The sea conditions were once again atrocious, up to around force 5, but there was nothing stopping me diving this wreck for the first time. On the first dive we were led from the midships to the bow, and had a good look around inside the holds to see the Bedfords, motorbikes, and not paying attention to anything resembling sea-life. However on exiting the holds, looking just off the port side there was a rather sizable shoal of barracuda hanging in the current. It should be highlighted at this point that my mum, the now famous diving granny’ of ScotSAC, dived on the Thistlegorm with her own personal guide, called Eddie, who commented on how happy she looked on the wreck, regardless of her initial fears. Mum decided as the re-boarding of the boat was something of an Olympian feat she would sit out the second dive, content with having done it once. It was perhaps a good decision as it turned out to be quite eventful.

After descending the shot we were waiting at the bottom of it for everyone else to descend, and got mightily annoyed when they didn’t. So after waiting for five minutes Nick (the guide) surfaced to find out where they were, and then returned without them and motioned for us to go. Unsure of what had happened, we headed in the direction of the stern.

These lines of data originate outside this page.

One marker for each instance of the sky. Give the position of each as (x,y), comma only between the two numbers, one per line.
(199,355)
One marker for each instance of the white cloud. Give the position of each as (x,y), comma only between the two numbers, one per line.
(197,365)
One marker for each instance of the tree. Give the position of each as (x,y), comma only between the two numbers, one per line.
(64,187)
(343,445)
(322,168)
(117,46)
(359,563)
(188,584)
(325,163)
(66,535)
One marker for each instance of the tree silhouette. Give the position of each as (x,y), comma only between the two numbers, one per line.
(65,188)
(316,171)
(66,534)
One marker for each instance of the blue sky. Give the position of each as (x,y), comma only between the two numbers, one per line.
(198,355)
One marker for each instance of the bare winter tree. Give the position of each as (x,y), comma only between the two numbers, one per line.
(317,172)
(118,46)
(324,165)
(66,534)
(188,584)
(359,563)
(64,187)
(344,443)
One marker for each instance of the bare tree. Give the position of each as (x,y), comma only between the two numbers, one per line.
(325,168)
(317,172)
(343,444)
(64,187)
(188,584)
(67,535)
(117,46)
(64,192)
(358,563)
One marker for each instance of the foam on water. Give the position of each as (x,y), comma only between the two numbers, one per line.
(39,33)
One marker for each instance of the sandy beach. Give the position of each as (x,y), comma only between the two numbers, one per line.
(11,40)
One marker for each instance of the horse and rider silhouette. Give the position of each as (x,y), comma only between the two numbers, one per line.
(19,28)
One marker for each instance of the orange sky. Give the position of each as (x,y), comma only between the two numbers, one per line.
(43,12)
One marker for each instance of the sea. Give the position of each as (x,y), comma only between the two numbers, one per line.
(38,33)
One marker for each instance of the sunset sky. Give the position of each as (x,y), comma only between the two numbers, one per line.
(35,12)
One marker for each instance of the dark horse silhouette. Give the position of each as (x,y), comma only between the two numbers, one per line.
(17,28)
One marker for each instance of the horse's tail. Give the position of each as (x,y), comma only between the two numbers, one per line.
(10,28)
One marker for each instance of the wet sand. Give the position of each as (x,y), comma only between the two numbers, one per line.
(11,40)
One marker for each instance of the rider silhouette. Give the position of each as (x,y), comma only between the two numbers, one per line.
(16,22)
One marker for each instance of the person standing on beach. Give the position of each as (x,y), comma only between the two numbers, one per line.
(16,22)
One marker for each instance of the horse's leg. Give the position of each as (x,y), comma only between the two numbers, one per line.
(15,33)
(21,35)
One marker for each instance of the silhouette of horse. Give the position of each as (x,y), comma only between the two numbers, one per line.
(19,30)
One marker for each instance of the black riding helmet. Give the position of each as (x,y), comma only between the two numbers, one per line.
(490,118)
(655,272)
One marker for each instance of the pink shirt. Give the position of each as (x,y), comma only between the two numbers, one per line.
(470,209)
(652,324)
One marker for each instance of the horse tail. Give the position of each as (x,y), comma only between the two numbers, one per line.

We bimbled along nicely till we got to a huge pile of shells some of which were simply massive. I was then thrilled to see the two universal carriers (something of a fetish I have) and took plenty of pictures of them, then as we carried on through the captain’s quarters, past his bathroom (complete with bath and sink) I spotted a beautiful scorpion fish, which sat quite happily till 1 took a nice photo of it.

After struggling back onto the boat we found out that the delay at the start of the dive was due to the appearance of another boat just when some of the divers were on the surface, about to descend down the shot-line. The boat appeared from nowhere and pinned them onto our boat, nearly strangling one of our divers with a rope that it was trailing.

The next day we were back in Ras Mohamed National Park, diving at ‘Ras Za-atar’ where I saw my only shark of the week, a smallish grey reef shark swimming about 20 or so meters below us before it disappeared into the blue. Again this was another stunning dive with masses of life, the occasional moray, some lionfish, and indescribably beautiful corals of all different types.

The afternoon dive saw us back in ‘Shark reef though this time we headed round to the site of the Yolanda wreck, which after falling of the side of the reef lies, I believe, at about 700m. Though it left behind its cargo of toilets and baths, and the remains of what is supposed to be the captain’s BMW. Again there were the massive shoals of barracuda and unicorn fish, and was so spectacular that we stayed for another dive during which we saw two crocodile fish together, providing yet again, a brilliant photo opportunity.

The last day people went off and did their own thing. There were a lot of couples on the trip, some of whom went to the beach, others lounged by the pool, and some went shopping. I spent my last day trying to have a conversation with a guy known to us as ’shmoking dude’ who works in the Bedouin bar outside Oonas, and who every night took a measly 10 Egyptian pounds off me, for a shishi with a healthy supply of apple tobacco. So I spent the day lazing in the 40-degree plus heat, drinking beer and smoking a pipe. Then out of the blue ‘the dude’ leapt up and started battering the ground with the magazine he was reading, then he calmly sat back down with a huge grin on his face and announced to me that it was a white scorpion. Well, it was now a dead white scorpion!

And then it was over; back on the plane, over the Alps, and home into Manchester, which apparently was warm. Huh, what do they know! And for next year - who knows? There is talk of Cuba, or Mexico, or Scapa, We’ll see! Which only leaves me to thank Audrey for organising a wonderful trip, and to all the others for making it a holiday I’ll not forget in a hurry, for one reason or another.